African governments are fighting to manage the effects of the coronavirus, which the World Health Organization has estimated could infect 29 to 44 million people on the continent in the first year if left unchecked.

African countries are also facing a combined debt service bill of $ 44 billion this year alone.

While the task force has expressed its readiness to support multilateral and bilateral efforts to help “some of the world’s poorest countries contain the economic impact of COVID-19”, its main core commitment “is the conviction that one size fits all “a one-size-fits-all solution will be counterproductive for the nations and peoples of Africa”.

The statement runs counter to calls from the G20 urging private creditors to align with their proposal to allow poorer countries to suspend debt payments for the remainder of the year.

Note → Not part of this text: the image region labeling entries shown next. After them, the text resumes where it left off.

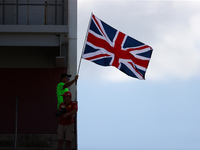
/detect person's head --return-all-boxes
[62,92,72,105]
[60,73,71,83]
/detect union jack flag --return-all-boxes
[82,14,153,80]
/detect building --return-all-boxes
[0,0,77,149]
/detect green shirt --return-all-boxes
[56,82,68,109]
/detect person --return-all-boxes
[56,73,78,109]
[57,92,78,150]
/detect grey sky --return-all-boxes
[78,0,200,150]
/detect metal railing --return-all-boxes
[0,0,66,25]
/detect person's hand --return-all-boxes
[74,75,78,81]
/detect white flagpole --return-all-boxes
[77,13,93,74]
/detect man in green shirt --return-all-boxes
[56,73,78,109]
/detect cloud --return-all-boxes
[78,0,200,82]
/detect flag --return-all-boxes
[82,14,153,80]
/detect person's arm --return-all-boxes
[63,75,78,89]
[63,109,77,118]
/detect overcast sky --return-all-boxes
[77,0,200,150]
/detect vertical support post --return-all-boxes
[3,0,5,25]
[16,0,19,25]
[55,0,57,25]
[62,0,65,25]
[15,98,18,150]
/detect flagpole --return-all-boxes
[77,13,93,75]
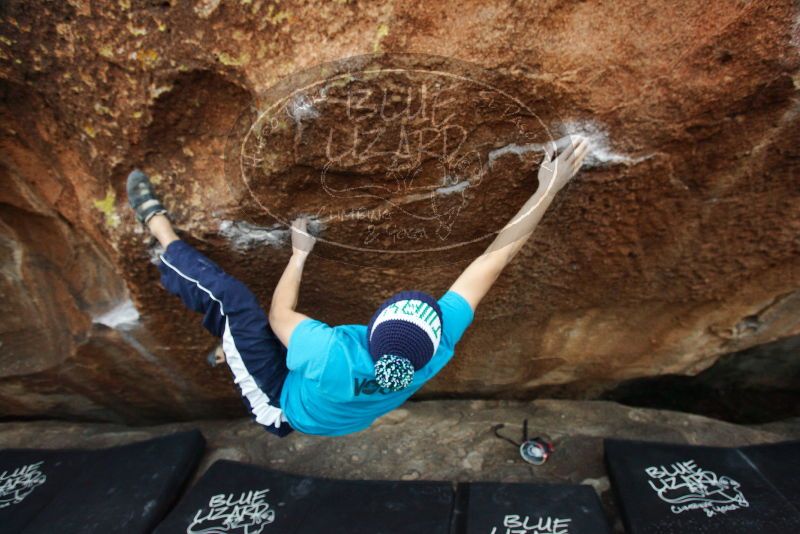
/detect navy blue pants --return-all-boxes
[159,241,293,437]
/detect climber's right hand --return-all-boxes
[539,135,589,195]
[292,217,317,256]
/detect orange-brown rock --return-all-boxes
[0,0,800,422]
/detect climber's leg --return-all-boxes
[159,240,292,436]
[127,170,292,436]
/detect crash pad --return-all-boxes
[0,431,205,534]
[605,440,800,534]
[155,460,453,534]
[458,482,610,534]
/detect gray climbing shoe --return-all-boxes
[206,344,225,367]
[127,169,167,224]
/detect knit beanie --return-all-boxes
[367,291,442,391]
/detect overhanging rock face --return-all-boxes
[0,0,800,421]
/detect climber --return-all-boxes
[127,136,588,436]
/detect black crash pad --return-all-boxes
[740,441,800,510]
[457,482,610,534]
[0,449,87,534]
[155,460,453,534]
[0,431,205,534]
[605,440,800,534]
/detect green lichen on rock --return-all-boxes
[93,187,119,228]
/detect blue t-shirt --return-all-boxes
[281,291,473,436]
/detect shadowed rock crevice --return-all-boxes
[603,336,800,424]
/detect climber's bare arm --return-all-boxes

Private creditors must accept that they cannot make big profits by lending to poor countries, said Tim Jones, policy manager at Jubilee Debt Campaign, a UK-based charity that works to end poverty .

“Unless debt payments to private lenders are canceled, IMF loans and the G20 debt suspension will be used to pay high interest to private lenders, an outrageous use of public money,” he said. he declared.

The G20 announced on April 15 an agreement with the Paris Club group of major creditor countries to freeze the debt payments of the 77 poorest countries from May 1 to the end of the year, as requested, in order to free cash for the pandemic.

But the Institute of International Finance (IIF) trade association, which previously called for the private sector to join the initiative, reported creditors’ concerns earlier this month. to the IMF, the World Bank and the Paris Club regarding their involvement in such an initiative. .

“A rushed and comprehensive approach developed in times of crisis will jeopardize this crucial long-term access to capital,” said the AfricaPCWG.

Farallon Capital Europe, Aberdeen Asset Management, Amia Capital, Greylock Capital Management and Pharo Management were among the members of AfricaPCWG.

He declined to name the other members.